Written by The Business Journal Staff
A Central Valley Native American Tribe is getting a boost from the state to support its efforts in tackling climate change.
The Tule River Tribe of Tulare County is receiving $250,000 through the Tribal Government Challenge Planning Grant Program to develop a comprehensive energy and climate plan that will include climate adaptation and sovereign resiliency and mitigation goals.
The new state program is designed to support California Native American Tribes taking action on climate change — recognizing the important role tribes serve in promoting clean air standards and California’s climate and energy goals, according to a news release.
In total, nearly $2 million is going to eight different California Native American Tribes including the Tule River Tribe: The Big Valley Band of Pomo Indians in Lake County; The Karuk Tribe in Siskiyou County; The Kashia Band of Pomo Indians in Sonoma County; The Middletown Rancheria of Pomo Indians of California in Lake County; The Pit River Tribe of Shasta, Siskiyou, Modoc, and Lassen Counties/ The Pala Band of Mission Indians; The Rincon Band of Luiseno Indians; The San Pasqual Band of Mission Indians in San Diego County; and the Scotts Valley Band of Pomo Indians in Lake County.
“California recognizes the leadership of Tribes in advancing strong clean air standards as well as ambitious climate and energy goals,” said Christina Snider, Tribal advisor to Governor Gavin Newsom. “These grants provide opportunities to focus on new Tribal climate and energy planning activities.”
The grant program is funded by the California Energy Commission (CEC) and administered through a partnership with the California Strategic Growth Council (SGC).
The grants for each Tribe range from $215,000 to $250,000 to support planning for various climate change and clean energy products, including energy storage, renewables, biomass and community energy resilience to climate impacts.
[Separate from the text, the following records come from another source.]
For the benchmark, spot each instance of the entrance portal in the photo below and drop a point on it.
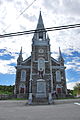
(41, 88)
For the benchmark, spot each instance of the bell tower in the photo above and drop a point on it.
(41, 73)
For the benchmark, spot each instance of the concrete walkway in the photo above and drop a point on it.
(14, 103)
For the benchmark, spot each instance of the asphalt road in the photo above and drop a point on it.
(13, 111)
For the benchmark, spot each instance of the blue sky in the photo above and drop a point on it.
(54, 13)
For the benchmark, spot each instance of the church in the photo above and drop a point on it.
(40, 76)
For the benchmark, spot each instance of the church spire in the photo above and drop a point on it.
(20, 58)
(40, 24)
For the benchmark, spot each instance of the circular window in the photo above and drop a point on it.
(41, 50)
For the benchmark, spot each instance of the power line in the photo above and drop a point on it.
(26, 8)
(20, 14)
(40, 30)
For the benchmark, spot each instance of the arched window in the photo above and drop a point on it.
(23, 75)
(58, 76)
(22, 88)
(41, 64)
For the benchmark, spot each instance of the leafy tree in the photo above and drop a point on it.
(77, 89)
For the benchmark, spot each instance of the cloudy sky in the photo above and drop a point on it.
(20, 15)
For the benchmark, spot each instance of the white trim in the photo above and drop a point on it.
(58, 67)
(23, 75)
(23, 66)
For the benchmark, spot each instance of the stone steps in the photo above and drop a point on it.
(40, 101)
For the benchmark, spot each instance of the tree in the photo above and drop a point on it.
(77, 89)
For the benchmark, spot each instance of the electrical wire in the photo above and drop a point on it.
(40, 30)
(21, 14)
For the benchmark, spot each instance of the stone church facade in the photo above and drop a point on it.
(40, 75)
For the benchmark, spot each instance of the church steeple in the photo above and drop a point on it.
(20, 58)
(60, 58)
(40, 36)
(40, 24)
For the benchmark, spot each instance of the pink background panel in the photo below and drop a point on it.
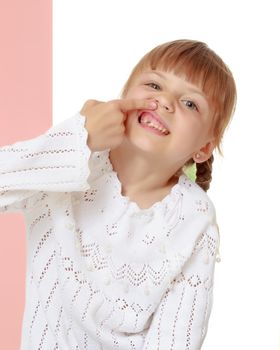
(25, 112)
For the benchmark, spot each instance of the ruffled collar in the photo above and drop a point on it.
(167, 203)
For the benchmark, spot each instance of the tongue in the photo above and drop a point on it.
(149, 117)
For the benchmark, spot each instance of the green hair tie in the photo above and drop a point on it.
(190, 171)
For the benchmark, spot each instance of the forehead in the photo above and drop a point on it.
(177, 79)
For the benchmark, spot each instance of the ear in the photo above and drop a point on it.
(205, 152)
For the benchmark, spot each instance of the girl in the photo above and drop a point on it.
(121, 243)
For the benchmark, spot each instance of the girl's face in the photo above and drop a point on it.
(180, 125)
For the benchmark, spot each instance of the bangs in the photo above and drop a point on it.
(196, 63)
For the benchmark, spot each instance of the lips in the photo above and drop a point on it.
(153, 117)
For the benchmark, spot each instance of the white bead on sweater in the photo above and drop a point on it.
(103, 273)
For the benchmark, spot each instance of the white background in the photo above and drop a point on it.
(96, 44)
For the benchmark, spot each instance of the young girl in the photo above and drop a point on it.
(121, 243)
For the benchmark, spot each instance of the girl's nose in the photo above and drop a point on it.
(165, 103)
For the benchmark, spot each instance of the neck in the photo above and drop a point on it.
(139, 173)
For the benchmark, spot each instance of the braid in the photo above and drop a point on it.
(204, 173)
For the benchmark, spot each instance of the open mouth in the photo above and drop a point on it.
(146, 119)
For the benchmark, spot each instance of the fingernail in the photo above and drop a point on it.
(152, 105)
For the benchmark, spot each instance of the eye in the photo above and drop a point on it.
(190, 104)
(154, 86)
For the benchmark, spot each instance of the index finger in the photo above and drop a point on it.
(131, 104)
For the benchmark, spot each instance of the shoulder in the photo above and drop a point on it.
(195, 200)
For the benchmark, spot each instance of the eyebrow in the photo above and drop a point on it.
(189, 88)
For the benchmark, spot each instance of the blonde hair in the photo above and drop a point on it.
(201, 66)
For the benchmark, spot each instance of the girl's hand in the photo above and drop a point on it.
(105, 121)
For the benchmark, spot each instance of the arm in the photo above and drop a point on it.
(55, 161)
(181, 319)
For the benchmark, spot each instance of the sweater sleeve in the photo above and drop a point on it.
(55, 161)
(181, 319)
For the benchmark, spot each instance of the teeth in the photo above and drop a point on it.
(145, 120)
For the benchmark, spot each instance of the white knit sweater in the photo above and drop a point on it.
(103, 273)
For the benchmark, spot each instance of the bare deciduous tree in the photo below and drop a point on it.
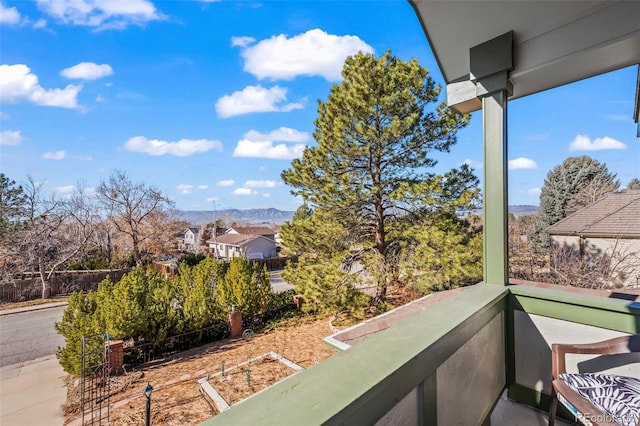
(54, 232)
(132, 207)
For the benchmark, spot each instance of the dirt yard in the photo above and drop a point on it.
(176, 399)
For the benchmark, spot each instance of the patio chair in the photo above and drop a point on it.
(596, 398)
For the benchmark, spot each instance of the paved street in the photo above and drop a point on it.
(29, 335)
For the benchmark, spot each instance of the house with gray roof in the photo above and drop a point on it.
(250, 246)
(611, 227)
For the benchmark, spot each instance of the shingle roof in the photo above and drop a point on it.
(234, 239)
(614, 215)
(254, 230)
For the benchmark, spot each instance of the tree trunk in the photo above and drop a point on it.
(46, 285)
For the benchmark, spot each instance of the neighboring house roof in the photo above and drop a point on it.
(615, 215)
(252, 230)
(236, 239)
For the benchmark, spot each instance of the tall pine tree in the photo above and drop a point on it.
(376, 138)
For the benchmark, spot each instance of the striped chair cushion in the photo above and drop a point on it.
(617, 396)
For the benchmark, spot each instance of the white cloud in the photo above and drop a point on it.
(255, 99)
(101, 14)
(9, 15)
(17, 83)
(244, 191)
(184, 189)
(58, 155)
(87, 71)
(584, 143)
(242, 41)
(312, 53)
(260, 184)
(10, 137)
(259, 145)
(621, 118)
(65, 190)
(536, 137)
(522, 163)
(182, 148)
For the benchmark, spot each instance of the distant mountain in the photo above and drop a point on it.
(269, 215)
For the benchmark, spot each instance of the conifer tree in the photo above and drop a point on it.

The Tribal Government Challenge Program also supports the California Tribal Gap Analysis (CTGA), a statewide gap analysis aimed to identify tribal priorities, needs and obstacles in the areas of climate change and clean energy.
“The CEC is proud to provide funding to support Tribal climate leadership through this unique initiative,” said CEC Commissioner Karen Douglas. “These tribally-driven projects will bring important research and technological gains while helping ensure all communities benefit from access to the state’s clean energy investments.”